Die stärkste Spielerin von 2022, Iga Swiatek, soll in Gruppe B auf die Olympiasiegerin Belinda Bencic treffen, die zum Saisonabschluss mit ihrem Team den ehemals Fed Cup genannten Billie Jean King Cup gewonnen hat. Eine fast unschlagbare Einzelkarrieristin gegen eine erfahrene und angriffslustige Nationalspielerin: Das dürfte auch ohne Federer eine interessante Gruppenbegegnung für Polen – mit Hubert Hurkacz – gegen die Schweiz werden. Anstelle des zurückgetretenen „Maestros“ bildet Stan Wawrinka mit Bencic das Schweizer Spitzenduo. Eine dritte bekannte Top-Spielerin wird in Gruppe B voraussichtlich fehlen: Kasachstan hat ohne Jelena Rybakina gemeldet.
Gruppe B voller Spannung
Der letzte Gewinner des ATP Cups, des Vorgängers des United Cups, wird ebenfalls fehlen: Kanada ist trotz starker Hartplatz-Spielerinnen wie Bianca Andreescu und Leylah Fernandez, trotz des brillanten Weltranglisten-Sechsten Félix Auger-Aliassime oder Denis Shapovalov, nicht dabei. Die kanadischen Männer hatten im November den Davis Cup gewonnen. Andere Athleten durften früher in den Urlaub und in die Vorbereitung auf die neue Saison gehen. Der besonders dichte Turnierkalender der erfolgreichen nordamerikanischen Spitzenspieler dürfte eine Erklärung für deren Verzicht auf das neue United-Mixed-Event sein.

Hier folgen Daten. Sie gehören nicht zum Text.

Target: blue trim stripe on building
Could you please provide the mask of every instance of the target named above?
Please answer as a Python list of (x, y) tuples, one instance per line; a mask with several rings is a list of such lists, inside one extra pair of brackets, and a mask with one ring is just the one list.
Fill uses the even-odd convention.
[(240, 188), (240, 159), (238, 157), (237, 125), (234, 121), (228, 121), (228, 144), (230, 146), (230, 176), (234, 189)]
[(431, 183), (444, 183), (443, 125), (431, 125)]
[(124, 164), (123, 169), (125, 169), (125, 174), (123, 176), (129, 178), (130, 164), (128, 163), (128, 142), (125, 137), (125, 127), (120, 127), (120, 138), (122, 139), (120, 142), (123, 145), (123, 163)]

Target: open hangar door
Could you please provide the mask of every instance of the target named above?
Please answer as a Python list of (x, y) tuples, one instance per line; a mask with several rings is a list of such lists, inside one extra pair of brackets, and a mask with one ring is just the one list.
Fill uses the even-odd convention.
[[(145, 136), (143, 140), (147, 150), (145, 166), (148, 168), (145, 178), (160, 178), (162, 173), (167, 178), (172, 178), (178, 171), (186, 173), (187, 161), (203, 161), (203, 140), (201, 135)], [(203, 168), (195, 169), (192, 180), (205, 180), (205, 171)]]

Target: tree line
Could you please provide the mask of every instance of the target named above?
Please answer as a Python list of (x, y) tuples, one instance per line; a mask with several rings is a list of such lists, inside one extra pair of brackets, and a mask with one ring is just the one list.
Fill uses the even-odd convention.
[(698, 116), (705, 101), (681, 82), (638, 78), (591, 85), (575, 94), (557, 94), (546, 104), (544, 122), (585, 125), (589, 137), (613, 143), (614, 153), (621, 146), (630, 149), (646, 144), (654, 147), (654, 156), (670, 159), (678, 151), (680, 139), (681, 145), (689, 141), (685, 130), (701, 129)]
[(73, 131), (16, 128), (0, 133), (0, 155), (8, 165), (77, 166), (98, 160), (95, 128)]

Ein selbstbewusstes Traum-Mixed startet in Gruppe A für Griechenland: Die Top-Ten-Spieler Stefanos Tsitsipas und Maria Sakkari. „Wir werden wahrscheinlich als Nummer eins gesetzt sein, wenn unsere Rangliste gleichbleibt“, sagte Sakkari. Die WTA-Ranglisten-Fünfte ergänzte: „Ich denke, es ist etwas ganz Besonderes für unser Land, so etwas zu haben.“ Ihr Mixed-Partner Stefanos, Nummer vier bei den Männern, freut sich auf die Fans, wird er auf der United-Cup-Website zitiert: „Es gibt eine große, starke griechische Gemeinschaft in Sydney“, sagte Tsitsipas. „Ich habe immer viel Spaß, wenn sie kommen und mich bei meinen Matches unterstützen … Wir werden großartige griechische Unterstützung und eine sehr gute Atmosphäre auf dem Platz bekommen, wenn wir dort spielen.“
Wenn Tsitsipas Glück hat, kommen seine Fans bereits nach Perth, wo Griechenland in der Gruppe A antritt. Mit griechischer Unterstützung gelingt es dem Mixed Sakari-Tsitsipas bestimmt besser, es anschließend nach Sydney, zu ihren Fans in den Finalrunden, zu schaffen. Eines ist schon jetzt klar: Die Zuschauer auf der ganzen Welt werden die Wiedervereinigung von Frauen und Männern in der Zeit nach Weihnachten beim United Cup lieben.